Reiny gave you some tips. Where do you get stuck?
we got a few examples in class but not understanding it at all
Oh, please. There must be something you understand by this time in the course.
You know that max/min occurs where y'=0. Do you know how to find y'?
yes, i pretty sure i got it as my answer mathes the back of the book
Well, here goes. If you really are totally lost, you'll probably have much better progress talking to someone in person.
y=x^3-12.5x^2+51x-67.5
Now, you know that y' is the slope of the tangent line to the curve at (x,y). When that tangent line is horizontal, the curve is either at a max or a min. Think of a hill or valley -- at the top of the hill, you stop rising (slope >0), and start falling (slope <0)
y' = 3x^2 -25x + 51
to find y'=0, solve for x
0 = 3x^2 - 25x + 51
x = 1/6 (25 ±√13)
x = 3.57 or 4.77
Now, from your (presumed) general knowledge of the shape of cubics, you should be able to surmise that the first value is where y reaches a max, the second where it reaches a min.
A point of inflection occurs when the slope reaches a max or min. That's where the curve changes from concave up to concave down. It is where y''=0 and y' ≠ 0.
y'' = 6x - 25
y'' = 0 when x = 25/6 = 4.17
plug in those x-values to find the actual y-coordinates of the points.
To find the maximum, minimum, and point(s) of inflection of a graph, we need to analyze the critical points and the concavity of the function.
Step 1: Find the derivative of the position function (y) with respect to time (x) to obtain the velocity function (v).

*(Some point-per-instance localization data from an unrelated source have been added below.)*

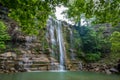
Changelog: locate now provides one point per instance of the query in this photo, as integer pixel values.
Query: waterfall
(56, 43)
(61, 45)
(51, 39)
(72, 55)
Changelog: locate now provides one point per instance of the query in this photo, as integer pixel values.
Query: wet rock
(108, 72)
(113, 70)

Given: y = x^3 - 12.5x^2 + 51x - 67.5
To find the derivative, we use the power rule:
dy/dx = 3x^2 - 25x + 51
Step 2: Find the critical points of the velocity function.

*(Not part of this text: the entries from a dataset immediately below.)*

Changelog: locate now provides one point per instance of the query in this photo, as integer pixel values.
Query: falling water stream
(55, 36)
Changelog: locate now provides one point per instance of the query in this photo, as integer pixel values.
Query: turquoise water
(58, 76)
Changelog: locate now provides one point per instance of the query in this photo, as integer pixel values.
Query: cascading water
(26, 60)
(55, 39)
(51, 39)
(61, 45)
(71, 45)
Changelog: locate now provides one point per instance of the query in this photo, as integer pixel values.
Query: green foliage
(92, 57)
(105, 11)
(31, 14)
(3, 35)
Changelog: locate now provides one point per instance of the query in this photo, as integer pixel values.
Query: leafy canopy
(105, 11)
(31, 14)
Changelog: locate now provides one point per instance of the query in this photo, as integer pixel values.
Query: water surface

The critical points occur when the velocity is equal to zero, so we solve the equation 3x^2 - 25x + 51 = 0 for x.
Using the quadratic formula, x = (-b ± √(b^2 - 4ac))/(2a), we get:
x = (25 ± √(25^2 - 4*3*51))/(2*3)
x = (25 ± √(625 - 612))/6
x = (25 ± √13)/6
These are the two critical points.
Step 3: Determine the concavity of the function.
To find the points of inflection, we need to determine where the concavity changes. This occurs when the second derivative of the position function changes sign.
The second derivative is found by taking the derivative of the velocity function:
d^2y/dx^2 = 6x - 25
Step 4: Find the points of inflection.
We set the second derivative equal to zero and solve for x:
6x - 25 = 0
x = 25/6
This is the point of inflection.
Step 5: Determine the nature of the critical points.
To determine if the critical points are a maximum or minimum, we evaluate the second derivative at each of the critical points.
For x = (25 + √13)/6, d^2y/dx^2 = 6((25 + √13)/6) - 25 = √13 - 1, which is positive. This means this critical point corresponds to a minimum.
For x = (25 - √13)/6, d^2y/dx^2 = 6((25 - √13)/6) - 25 = -√13 - 1, which is negative. This means this critical point corresponds to a maximum.
Step 6: Find the coordinates of the maximum, minimum, and point(s) of inflection.
To find the y-coordinates of each point, substitute the x-values into the original function:
For x = (25 + √13)/6, y = ((25 + √13)/6)^3 - 12.5((25 + √13)/6)^2 + 51((25 + √13)/6) - 67.5
For x = (25 - √13)/6, y = ((25 - √13)/6)^3 - 12.5((25 - √13)/6)^2 + 51((25 - √13)/6) - 67.5
For x = 25/6, y = (25/6)^3 - 12.5(25/6)^2 + 51(25/6) - 67.5
These calculations will give you the coordinates of the maximum, minimum, and point(s) of inflection.